Site du Contrôleur Général des Lieux de Privation de Liberté

EDITO

Le site s’enrichit de nouveaux rapports de visite et du rapport du Contrôleur général des lieux de privation de liberté pour l’année 2009, le second rapport annuel.

Fidèles à la ligne adoptée depuis le début, nous entendons à la fois mettre à la disposition de l’internaute l’état constaté des lieux et des personnes visités et l’autoriser à porter un jugement sur la méthode et l’efficacité du travail suivi.

Sur l’état existant, il ne s’agit pas tellement de faire, comme on l’a trop vite écrit, un « énième constat accablant sur la prison », comme si nous nous contentions ici de répéter ce que d’ardents professionnels ou militants ou élus ont perçu depuis des années. Il ne s’agit pas seulement de constater une fois de plus que les locaux sont affreux, sales et méchants, comme le disait ironiquement un jour un cinéaste. Mais il s’agit précisément de dépasser cette seule photographie des lieux, de parvenir à décrire non pas l’eau qui suinte, mais l’ennui, la souffrance et l’angoisse qui sourcent ; de mettre en cause non pas la hauteur des murs mais la condition du malade sous contrainte, du gardé à vue ou du prisonnier ; de témoigner non pas des animaux nuisibles dans les cellules, mais de ce que nombreux sont, parmi les captifs rencontrés, ceux qui ont le sentiment qu’on les traite « comme des chiens ».

Et à partir de cet approfondissement de comprendre pourquoi le système fonctionne ainsi ; pourquoi on en est là, aujourd’hui, malgré les avertissements qui n’ont pas manqué, malgré l’amélioration incontestable de la qualité des professionnels, malgré les mesures mises en œuvre qui sont importantes.

Tel est l’objet des principaux chapitres du rapport annuel, qui portent respectivement sur l’activité et la vidéosurveillance dans les lieux clos, ainsi que sur la perception de la sécurité par les personnels.

L’efficacité du travail suivi. Le Contrôleur général est comptable non pas des effets de ses constats : ils sont l’affaire des ministres auxquels il adresse des recommandations. Mais au moins de sa force de persuasion et aussi de la nécessaire protection de ceux qui lui font confiance et ont recours à lui.

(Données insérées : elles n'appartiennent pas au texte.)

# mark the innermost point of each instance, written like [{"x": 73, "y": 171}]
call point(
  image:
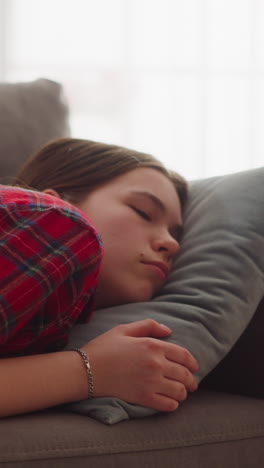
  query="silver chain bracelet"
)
[{"x": 88, "y": 368}]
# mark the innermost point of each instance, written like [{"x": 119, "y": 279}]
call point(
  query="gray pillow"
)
[
  {"x": 31, "y": 114},
  {"x": 214, "y": 289}
]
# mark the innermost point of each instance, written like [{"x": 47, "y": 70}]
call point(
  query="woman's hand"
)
[{"x": 129, "y": 363}]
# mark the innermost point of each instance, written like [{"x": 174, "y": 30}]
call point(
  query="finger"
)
[
  {"x": 145, "y": 328},
  {"x": 180, "y": 355},
  {"x": 180, "y": 373},
  {"x": 173, "y": 389}
]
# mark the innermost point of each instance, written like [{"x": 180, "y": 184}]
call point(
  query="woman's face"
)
[{"x": 138, "y": 215}]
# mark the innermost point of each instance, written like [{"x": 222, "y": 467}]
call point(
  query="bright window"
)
[{"x": 182, "y": 80}]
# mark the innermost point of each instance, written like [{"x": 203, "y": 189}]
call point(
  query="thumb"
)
[{"x": 148, "y": 327}]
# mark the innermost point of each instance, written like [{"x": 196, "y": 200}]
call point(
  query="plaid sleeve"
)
[{"x": 50, "y": 256}]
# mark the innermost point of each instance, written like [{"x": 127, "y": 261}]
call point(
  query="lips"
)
[{"x": 164, "y": 269}]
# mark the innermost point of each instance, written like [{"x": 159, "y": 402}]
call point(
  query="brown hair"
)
[{"x": 75, "y": 167}]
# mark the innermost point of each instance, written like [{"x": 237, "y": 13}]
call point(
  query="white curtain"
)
[{"x": 181, "y": 79}]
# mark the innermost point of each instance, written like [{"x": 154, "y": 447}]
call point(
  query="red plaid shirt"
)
[{"x": 50, "y": 254}]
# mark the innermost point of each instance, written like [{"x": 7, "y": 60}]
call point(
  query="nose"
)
[{"x": 167, "y": 244}]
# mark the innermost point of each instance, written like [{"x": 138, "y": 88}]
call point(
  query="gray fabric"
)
[
  {"x": 214, "y": 288},
  {"x": 209, "y": 431},
  {"x": 31, "y": 114}
]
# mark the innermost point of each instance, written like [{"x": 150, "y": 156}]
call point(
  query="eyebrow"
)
[{"x": 177, "y": 230}]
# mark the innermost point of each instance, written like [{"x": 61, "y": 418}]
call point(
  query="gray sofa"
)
[{"x": 211, "y": 429}]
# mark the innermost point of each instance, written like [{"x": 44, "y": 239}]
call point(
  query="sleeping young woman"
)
[{"x": 88, "y": 225}]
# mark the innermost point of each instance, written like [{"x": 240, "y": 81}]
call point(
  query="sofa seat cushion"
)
[{"x": 209, "y": 430}]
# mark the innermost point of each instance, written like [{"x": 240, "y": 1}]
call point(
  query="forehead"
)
[{"x": 152, "y": 181}]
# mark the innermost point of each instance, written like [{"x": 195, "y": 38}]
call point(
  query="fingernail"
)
[{"x": 165, "y": 327}]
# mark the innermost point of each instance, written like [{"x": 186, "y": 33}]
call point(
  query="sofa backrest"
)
[{"x": 31, "y": 114}]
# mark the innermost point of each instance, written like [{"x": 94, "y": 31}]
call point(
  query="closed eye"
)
[{"x": 141, "y": 213}]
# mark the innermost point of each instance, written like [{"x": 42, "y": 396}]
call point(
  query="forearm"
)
[{"x": 36, "y": 382}]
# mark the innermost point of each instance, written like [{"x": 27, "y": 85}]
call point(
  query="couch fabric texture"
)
[
  {"x": 31, "y": 114},
  {"x": 210, "y": 429}
]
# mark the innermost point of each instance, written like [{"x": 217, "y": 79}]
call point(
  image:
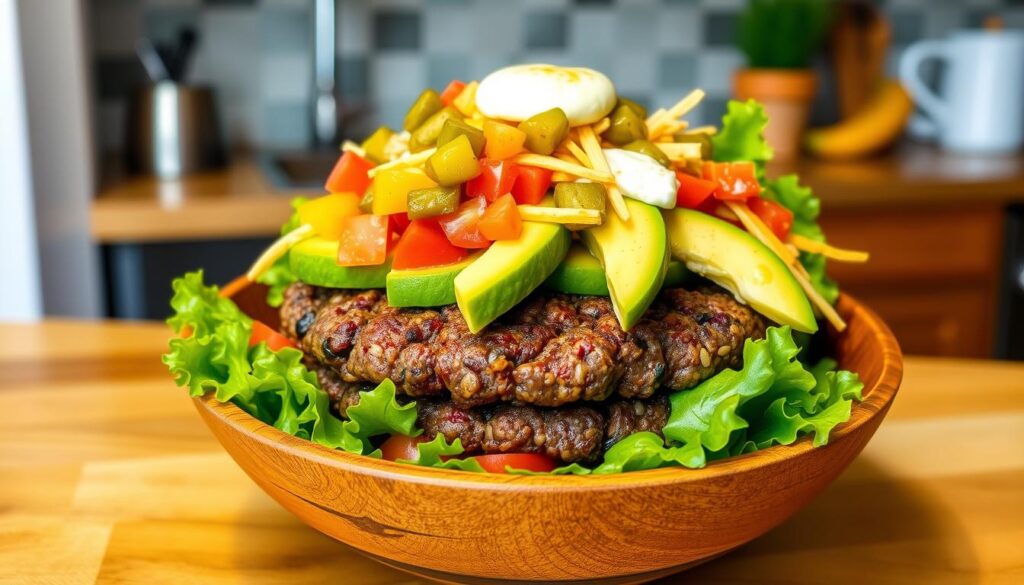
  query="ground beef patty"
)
[
  {"x": 572, "y": 433},
  {"x": 553, "y": 349}
]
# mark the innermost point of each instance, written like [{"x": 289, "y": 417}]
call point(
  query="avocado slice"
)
[
  {"x": 737, "y": 261},
  {"x": 581, "y": 273},
  {"x": 635, "y": 257},
  {"x": 508, "y": 272},
  {"x": 433, "y": 286},
  {"x": 314, "y": 261}
]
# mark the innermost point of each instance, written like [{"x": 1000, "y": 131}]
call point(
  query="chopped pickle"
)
[
  {"x": 454, "y": 163},
  {"x": 454, "y": 128},
  {"x": 636, "y": 108},
  {"x": 367, "y": 203},
  {"x": 545, "y": 130},
  {"x": 425, "y": 106},
  {"x": 426, "y": 135},
  {"x": 649, "y": 149},
  {"x": 581, "y": 196},
  {"x": 432, "y": 201},
  {"x": 376, "y": 145},
  {"x": 702, "y": 139},
  {"x": 626, "y": 126}
]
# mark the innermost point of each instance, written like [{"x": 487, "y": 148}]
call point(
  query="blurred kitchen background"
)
[{"x": 88, "y": 230}]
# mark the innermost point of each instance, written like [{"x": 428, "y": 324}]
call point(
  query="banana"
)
[{"x": 877, "y": 124}]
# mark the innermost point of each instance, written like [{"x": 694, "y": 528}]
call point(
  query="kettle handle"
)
[{"x": 909, "y": 74}]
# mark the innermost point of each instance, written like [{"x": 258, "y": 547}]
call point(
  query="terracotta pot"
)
[{"x": 786, "y": 95}]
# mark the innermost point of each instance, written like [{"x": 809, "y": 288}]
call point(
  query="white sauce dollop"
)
[
  {"x": 642, "y": 178},
  {"x": 517, "y": 92}
]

Des choses changent. Le débat sur la garde à vue et sur ses chiffres a été ouvert ; celui sur la vie dans les prisons mises récemment en service aussi. Ils se poursuivront tant qu’ils ne se traduisent pas par des évolutions substantielles. D’autres prendront leur suite : des constats sévères sont également dressés sur l’enfermement progressif des unités psychiatriques et l’excès de sécurité par rapport à l’état réel des malades ; sur l’insuffisance  des liens de la prison avec l’extérieur ; sur les difficultés des établissements accueillant des mineurs…

Mais ces débats ne doivent pas se faire aux dépens de ceux qui s’adressent, de leur lieu de captivité, au contrôle général. Sur ce plan, il y a encore dans les lieux de privation de liberté, lorsqu’il s’agit de s’exprimer ou se plaindre, beaucoup trop de craintes, de menaces, voire de représailles après l’envoi d’un courrier ou un entretien avec des contrôleurs. La loi elle-même a été trop timorée pour les prévenir ou les faire cesser. Ce chantier-là fait aussi partie des urgences.